Much of the movie, indeed, is rebellious without being rebellious in any sort of teleologic or hermeneutic sense. That is, the protagonist is an angry young man who does bad things (according to society), but he does not make a grand gesture or provide anything much to examine. He’s not James Dean in Rebel, who acts rebellious because he is stigmatized as a rebel (and has an emasculated dad!), nor is he Marlon Brando in The Wild One, who defiantly implies he’s rebelling just because he can (“What are you rebelling against?” “What do you got?”). Rather, the protagonist here is a kid who never had a chance. Add to that that his dad is dead and his mom doesn’t seem to care and has moved on to a new (in Colin’s words) “fancy man,” and we have Hamlet if he didn’t have the directions from a ghost. And we know Hamlet could barely handle fulfilling his assigned mission—what can the youth of this picture do without a chance or a purpose? He truly is, thus, a rebel without a cause. His only cause is to not be left “scarpering” for favor. As he puts it to another schoolmate (McCowen):
What’s the point of scarpering? The best thing to do is be cunning and stay where you are. You see, I’m gonna let them think they’ve got me house trained, but they never will, the bastards. To get me beat, they’ll have to stick a rope around my neck.

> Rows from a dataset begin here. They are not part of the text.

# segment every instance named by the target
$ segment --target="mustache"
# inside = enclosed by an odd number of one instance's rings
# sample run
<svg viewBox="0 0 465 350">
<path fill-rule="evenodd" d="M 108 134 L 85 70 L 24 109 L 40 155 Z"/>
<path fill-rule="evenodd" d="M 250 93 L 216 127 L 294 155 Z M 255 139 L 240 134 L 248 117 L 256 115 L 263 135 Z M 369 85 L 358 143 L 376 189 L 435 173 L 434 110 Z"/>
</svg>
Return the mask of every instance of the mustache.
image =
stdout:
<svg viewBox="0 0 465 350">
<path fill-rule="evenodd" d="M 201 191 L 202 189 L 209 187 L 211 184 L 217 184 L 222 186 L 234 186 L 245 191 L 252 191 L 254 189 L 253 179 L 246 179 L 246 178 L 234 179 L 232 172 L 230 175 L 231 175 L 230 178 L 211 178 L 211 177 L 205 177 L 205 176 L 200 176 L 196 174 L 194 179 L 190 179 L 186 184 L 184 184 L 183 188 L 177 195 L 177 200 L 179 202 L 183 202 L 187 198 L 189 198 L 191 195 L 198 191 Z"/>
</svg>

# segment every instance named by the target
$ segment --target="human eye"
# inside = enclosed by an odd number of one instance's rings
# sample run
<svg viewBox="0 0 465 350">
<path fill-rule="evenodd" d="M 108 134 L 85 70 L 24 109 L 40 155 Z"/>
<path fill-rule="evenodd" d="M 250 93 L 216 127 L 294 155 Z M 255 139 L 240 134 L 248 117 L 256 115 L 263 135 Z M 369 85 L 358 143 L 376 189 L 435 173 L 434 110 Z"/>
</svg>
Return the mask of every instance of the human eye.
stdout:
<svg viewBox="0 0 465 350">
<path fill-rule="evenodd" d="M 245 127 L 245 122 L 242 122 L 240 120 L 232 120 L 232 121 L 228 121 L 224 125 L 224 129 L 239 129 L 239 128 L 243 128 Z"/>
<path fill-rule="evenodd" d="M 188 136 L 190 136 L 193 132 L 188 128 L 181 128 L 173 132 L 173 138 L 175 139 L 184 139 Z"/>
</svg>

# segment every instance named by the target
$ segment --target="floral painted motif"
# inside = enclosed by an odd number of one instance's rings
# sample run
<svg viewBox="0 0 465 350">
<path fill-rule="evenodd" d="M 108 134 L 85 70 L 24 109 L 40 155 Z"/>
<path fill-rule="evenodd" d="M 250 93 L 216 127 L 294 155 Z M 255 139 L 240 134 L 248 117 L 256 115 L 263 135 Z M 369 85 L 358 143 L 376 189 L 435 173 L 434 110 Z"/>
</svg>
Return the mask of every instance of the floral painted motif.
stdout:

The movie ends with Colin living up to his goals of gaining human freedom and promoting a sense of defiance. Colin chooses to throw the race at the last minute, the film making very clear that he could win if he wanted to. But, like Clint Eastwood walking away from the town he saves in virtually every Eastwood Western, Colin is better off not tied down and beholden to anyone. The film ends with him being another loser kid at the school, stuck making gas masks in the shop. But at least he won’t have to breathe the noxious air of the governor.
Should I Have DVRed This on TCM: Yes, I enjoyed The Loneliness of the Long Distance Runner. TCM.com calls it an “essential,” and I agree. Speaking of which, it will be on TCM again on September 5, and I think it’s worth DVRing again (although I probably won’t, having just watched it!).